An area of low pressure formed within the Bay of Bengal on October 24. It was designated as Depression BOB 05 the next day by the India Meteorological Department. The depression was declared a deep depression early on October 26, whilst the Joint Typhoon Warning Center designated the depression as Cyclone 04B later that day with wind speeds equivalent to a tropical storm. Later that day, the IMD upgraded the deep depression into a cyclonic storm and named it as Rashmi. Rashmi then reached both its peak one- and three-minute sustained wind speeds, as it made landfall on the Bangladesh coast late on October 26. Early the next day the JTWC issued its final advisory on Rashmi as the IMD downgraded Rashmi to a deep depression. Later that day the IMD, having noted that Rashmi had weakened rapidly, downgraded the deep depression to a well marked area of low pressure and released their final advisory.

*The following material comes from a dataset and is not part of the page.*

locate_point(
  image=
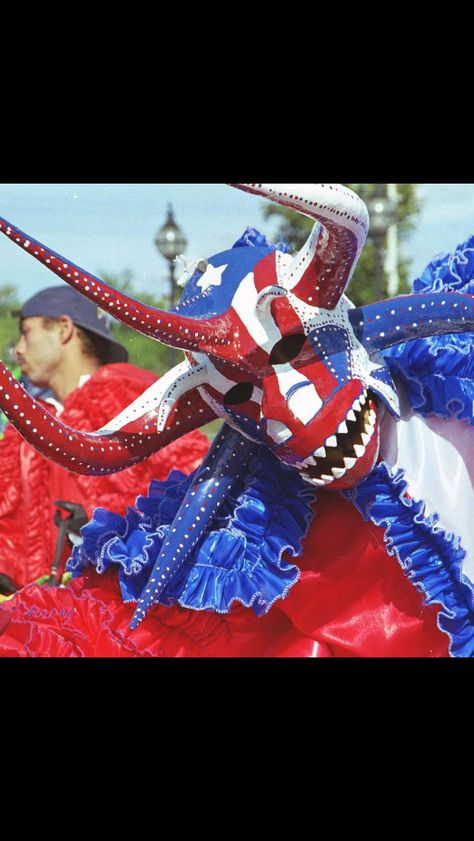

The name Rashmi was submitted by Sri Lanka, to the World Meteorological Organisation's Tropical Cyclone Committee. Rashmi (pronounced Rush-mee) is a Sinhalese word, which means "ray of light".

Meteorological history

On October 24, 2008, an area of low pressure formed in the North Indian Ocean, within the central Bay of Bengal. Later that day the Joint Typhoon Warning Center, designated it as a Tropical Disturbance and assessed its chances of forming into a significant tropical cyclone within the next 24 hours as fair. The next day as the India Meteorological Department reported that the disturbance had intensified into a depression and assigned the number BOB 05 to the depression. The JTWC then upgraded the depression's chances of forming into a significant cyclone to Good and issued a Tropical Cyclone Formation Alert on the depression. 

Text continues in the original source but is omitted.